Malvinas/Falklands: a referendum to no end

By Dr Pia Riggirozzi, Politics & International Relations

The population of the Falkland Islands, or Malvinas as they are called in Argentina, went to the polls in a referendum this week on whether to remain a British overseas territory. Predictably, 99.8 per cent of the voters chose to keep the status quo. Predictably, too, Argentina has declared that the Falklands referendum is invalid, not legitimate, and thus will keep using the multilateral fora to put political pressure on London and bilateral negotiations.

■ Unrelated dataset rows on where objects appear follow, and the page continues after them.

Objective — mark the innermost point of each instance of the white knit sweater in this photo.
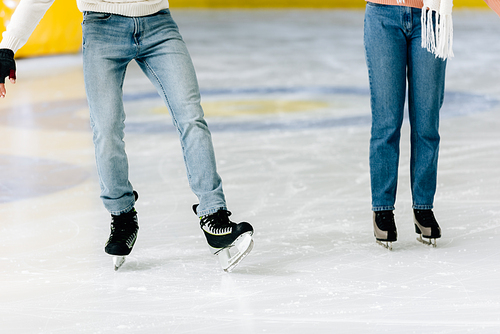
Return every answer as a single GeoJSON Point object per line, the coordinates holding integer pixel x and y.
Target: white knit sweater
{"type": "Point", "coordinates": [29, 13]}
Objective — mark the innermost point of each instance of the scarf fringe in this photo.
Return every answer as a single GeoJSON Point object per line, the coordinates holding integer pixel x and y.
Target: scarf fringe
{"type": "Point", "coordinates": [437, 38]}
{"type": "Point", "coordinates": [439, 41]}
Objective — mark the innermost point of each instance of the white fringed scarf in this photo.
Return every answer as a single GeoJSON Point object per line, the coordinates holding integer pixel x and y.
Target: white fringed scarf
{"type": "Point", "coordinates": [439, 41]}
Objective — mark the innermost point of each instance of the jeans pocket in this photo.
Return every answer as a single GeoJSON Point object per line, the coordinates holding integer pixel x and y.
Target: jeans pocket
{"type": "Point", "coordinates": [89, 17]}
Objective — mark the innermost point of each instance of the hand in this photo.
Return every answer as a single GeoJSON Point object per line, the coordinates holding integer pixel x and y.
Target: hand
{"type": "Point", "coordinates": [7, 69]}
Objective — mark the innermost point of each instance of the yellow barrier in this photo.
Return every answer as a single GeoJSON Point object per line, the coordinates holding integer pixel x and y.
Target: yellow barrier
{"type": "Point", "coordinates": [60, 29]}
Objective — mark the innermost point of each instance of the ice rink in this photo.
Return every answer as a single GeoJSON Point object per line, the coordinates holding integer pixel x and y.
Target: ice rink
{"type": "Point", "coordinates": [286, 97]}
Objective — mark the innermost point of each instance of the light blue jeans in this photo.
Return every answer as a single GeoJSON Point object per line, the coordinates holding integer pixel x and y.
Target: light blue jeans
{"type": "Point", "coordinates": [110, 43]}
{"type": "Point", "coordinates": [394, 56]}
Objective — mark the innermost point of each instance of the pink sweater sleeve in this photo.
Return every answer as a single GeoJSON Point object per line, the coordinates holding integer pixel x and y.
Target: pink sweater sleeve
{"type": "Point", "coordinates": [494, 4]}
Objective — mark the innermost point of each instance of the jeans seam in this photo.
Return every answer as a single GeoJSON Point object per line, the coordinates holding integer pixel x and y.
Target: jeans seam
{"type": "Point", "coordinates": [172, 114]}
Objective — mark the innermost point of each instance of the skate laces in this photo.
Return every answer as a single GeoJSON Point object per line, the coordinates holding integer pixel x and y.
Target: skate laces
{"type": "Point", "coordinates": [426, 218]}
{"type": "Point", "coordinates": [124, 227]}
{"type": "Point", "coordinates": [217, 223]}
{"type": "Point", "coordinates": [385, 220]}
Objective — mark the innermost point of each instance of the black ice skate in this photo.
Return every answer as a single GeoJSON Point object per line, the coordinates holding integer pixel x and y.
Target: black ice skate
{"type": "Point", "coordinates": [231, 242]}
{"type": "Point", "coordinates": [426, 226]}
{"type": "Point", "coordinates": [124, 228]}
{"type": "Point", "coordinates": [384, 228]}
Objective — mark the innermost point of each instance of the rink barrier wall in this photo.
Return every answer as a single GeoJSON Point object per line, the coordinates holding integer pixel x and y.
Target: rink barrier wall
{"type": "Point", "coordinates": [60, 32]}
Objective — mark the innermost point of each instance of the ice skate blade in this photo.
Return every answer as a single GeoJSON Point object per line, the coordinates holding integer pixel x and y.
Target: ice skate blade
{"type": "Point", "coordinates": [231, 256]}
{"type": "Point", "coordinates": [430, 242]}
{"type": "Point", "coordinates": [385, 244]}
{"type": "Point", "coordinates": [118, 261]}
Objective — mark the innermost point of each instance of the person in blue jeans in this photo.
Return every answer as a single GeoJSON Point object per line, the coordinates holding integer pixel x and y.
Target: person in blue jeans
{"type": "Point", "coordinates": [114, 34]}
{"type": "Point", "coordinates": [395, 57]}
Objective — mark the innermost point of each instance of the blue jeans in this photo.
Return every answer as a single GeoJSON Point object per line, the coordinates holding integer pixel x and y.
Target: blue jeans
{"type": "Point", "coordinates": [394, 56]}
{"type": "Point", "coordinates": [110, 43]}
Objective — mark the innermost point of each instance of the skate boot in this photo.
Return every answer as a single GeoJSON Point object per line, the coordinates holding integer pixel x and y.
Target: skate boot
{"type": "Point", "coordinates": [124, 228]}
{"type": "Point", "coordinates": [384, 228]}
{"type": "Point", "coordinates": [426, 226]}
{"type": "Point", "coordinates": [231, 242]}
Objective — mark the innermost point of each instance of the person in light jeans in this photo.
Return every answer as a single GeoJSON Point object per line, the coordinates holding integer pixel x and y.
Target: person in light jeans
{"type": "Point", "coordinates": [114, 34]}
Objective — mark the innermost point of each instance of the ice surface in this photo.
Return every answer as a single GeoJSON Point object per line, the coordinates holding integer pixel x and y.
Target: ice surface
{"type": "Point", "coordinates": [286, 95]}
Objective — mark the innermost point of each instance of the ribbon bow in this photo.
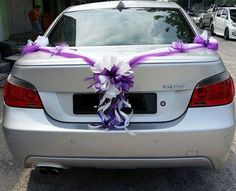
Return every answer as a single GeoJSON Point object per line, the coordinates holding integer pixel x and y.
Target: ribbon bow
{"type": "Point", "coordinates": [31, 46]}
{"type": "Point", "coordinates": [206, 41]}
{"type": "Point", "coordinates": [180, 46]}
{"type": "Point", "coordinates": [112, 78]}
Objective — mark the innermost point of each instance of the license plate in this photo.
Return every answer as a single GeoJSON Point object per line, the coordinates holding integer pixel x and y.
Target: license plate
{"type": "Point", "coordinates": [142, 103]}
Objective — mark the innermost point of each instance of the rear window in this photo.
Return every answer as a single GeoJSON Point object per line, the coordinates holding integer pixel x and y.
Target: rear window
{"type": "Point", "coordinates": [133, 26]}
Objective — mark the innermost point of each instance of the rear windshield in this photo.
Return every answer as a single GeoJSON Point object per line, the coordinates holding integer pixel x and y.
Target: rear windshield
{"type": "Point", "coordinates": [110, 27]}
{"type": "Point", "coordinates": [233, 15]}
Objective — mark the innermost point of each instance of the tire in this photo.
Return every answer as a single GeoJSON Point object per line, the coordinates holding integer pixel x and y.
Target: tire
{"type": "Point", "coordinates": [212, 30]}
{"type": "Point", "coordinates": [226, 34]}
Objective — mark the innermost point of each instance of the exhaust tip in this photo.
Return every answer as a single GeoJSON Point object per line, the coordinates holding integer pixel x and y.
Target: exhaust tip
{"type": "Point", "coordinates": [49, 170]}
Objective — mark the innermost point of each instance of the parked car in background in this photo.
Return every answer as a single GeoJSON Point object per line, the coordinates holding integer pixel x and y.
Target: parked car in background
{"type": "Point", "coordinates": [197, 18]}
{"type": "Point", "coordinates": [224, 23]}
{"type": "Point", "coordinates": [183, 104]}
{"type": "Point", "coordinates": [208, 17]}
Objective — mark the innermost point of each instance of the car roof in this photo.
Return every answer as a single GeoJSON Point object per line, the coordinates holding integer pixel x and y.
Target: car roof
{"type": "Point", "coordinates": [128, 4]}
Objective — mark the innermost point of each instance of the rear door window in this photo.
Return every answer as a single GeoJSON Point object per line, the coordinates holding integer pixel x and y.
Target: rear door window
{"type": "Point", "coordinates": [132, 26]}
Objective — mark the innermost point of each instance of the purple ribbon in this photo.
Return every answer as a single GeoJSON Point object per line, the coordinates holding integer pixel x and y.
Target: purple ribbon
{"type": "Point", "coordinates": [113, 116]}
{"type": "Point", "coordinates": [30, 48]}
{"type": "Point", "coordinates": [208, 43]}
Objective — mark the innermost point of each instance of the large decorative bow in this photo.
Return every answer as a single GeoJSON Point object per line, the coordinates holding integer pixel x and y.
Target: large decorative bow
{"type": "Point", "coordinates": [112, 78]}
{"type": "Point", "coordinates": [31, 46]}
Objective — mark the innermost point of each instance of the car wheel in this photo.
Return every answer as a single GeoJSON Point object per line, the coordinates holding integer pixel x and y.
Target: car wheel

The referendum will not settle tensions between Buenos Aires and London over the islands any time soon, but it is significant from the perspective of the habitants of Malvinas/Falklands as it gives them voice and agency to express their aspiration. The referendum gave agency, visibility, to the inhabitants of the Falklands if not to conduct foreign policy, at least to decide on their fate. There are not two governments involved in a dispute for sovereignty any longer but three parties reclaiming rights. This makes the dispute more sensitive and the tension between the legal claims of sovereignty and the principle of self-determination more difficult to reconcile. To complicate matters, the referendum has no real effect from the perspective of international law as, unlike other cases of decolonisation, it was not called for nor supervised by the United Nations. It was a unilateral decision of the British government echoing the interests of the British inhabitants of the Islands but overlooking the UN call for dialogue between two sovereign states.

Now, the British manoeuvre is somehow puzzling. Why was the referendum called now and not before, given that the issue has been debated in the United Nations for nearly half a century? Some explanations point to three reasons at least: Firstly, Argentina has returned the Malvinas/Falklands issue back to the international agenda since the mid-2000s. The Kirchner administration advanced a high profile, reopening the case in the UN Decolonisation Committee. Secondly, South American solidarity goes beyond the mere position of principle to take concrete action. Buenos Aires has the backing of the majority of the continent as several Latin American governments have adopted pro-Argentina positions toward the islands. For example, the Union of South American Nations (UNASUR), of which all 12 South American nations are members, passed a resolution rejecting the referendum during a December 2012 summit in Peru. This rejection includes the regional power, Brazil, which has repeatedly stated its support for Argentina’s claim to the islands, and was seconded by the Community of Latin American and Caribbean States (CELAC) in January 2013. Thirdly, in the absence of negotiations over sovereignty Argentina announced it was breaking an agreement over oil and gas. In this context, the UK government can use the Yes vote to change the state of play reinforcing that any negotiation over sovereignty will have to include the presence of islanders, something that Argentina will be reluctant to accept. As a result, the stalemate is likely to continue, and undoubtedly will be fuelled by future tensions over exploitation of natural resources.